3: Stylometry
Literary studies has arguably been the most active branch of the humanities in computational text analysis, most notably in the use of stylometry, a form of inquiry that combines literary theory with linguistics in order to examine the underlying structure of texts. For a colorful example of stylometry, see Radiolab’s story on how the aging process impacted Agatha Christie’s writing style.
Authorship Attribution
One pioneering work of authorship attribution was a 1964 study by statisticians Frederick Mosteller and David Wallace, who examined the Federalist Papers. Mosteller and Wallace did an analysis of the twelve papers of questionable authorship, comparing the use of common “function words” (but, and, of, etc.) used in those essays with known writings of John Jay, Alexander Hamilton, and James Madison.

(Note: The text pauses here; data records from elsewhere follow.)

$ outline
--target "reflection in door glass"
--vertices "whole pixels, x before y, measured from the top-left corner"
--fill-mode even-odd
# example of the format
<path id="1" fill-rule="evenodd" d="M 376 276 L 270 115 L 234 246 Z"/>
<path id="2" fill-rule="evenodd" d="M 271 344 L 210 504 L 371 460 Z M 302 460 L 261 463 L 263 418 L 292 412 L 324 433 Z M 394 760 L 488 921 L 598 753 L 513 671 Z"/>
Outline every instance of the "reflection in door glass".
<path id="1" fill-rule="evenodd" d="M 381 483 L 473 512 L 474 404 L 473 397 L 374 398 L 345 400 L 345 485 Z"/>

Their conclusion (based on evidence such as a higher usage of the word “upon”) was that the twelve unattributed papers were most likely authored by Madison, supporting suspicions historians already held.
Macro Patterns
Literary historians have often classified novels by genre (Gothic, Bildungsroman, etc.) based on content and themes. Many are now considering whether books can be grouped by their stylistic attributes. Are Gothic novels structurally different from satire in a measurable way? What about authors that cross genres – do they tend to write differently or does their personal literary “fingerprint” remain the same? Can computational analysis be used to discover new genres? Meanwhile, stylometry might also be able to measure broader differences between groups of authors. Do American novelists tend to write substantially differently than Irish or Scottish novelists? Can a computer program differentiate between a male and female author? How does structural syntax change over time?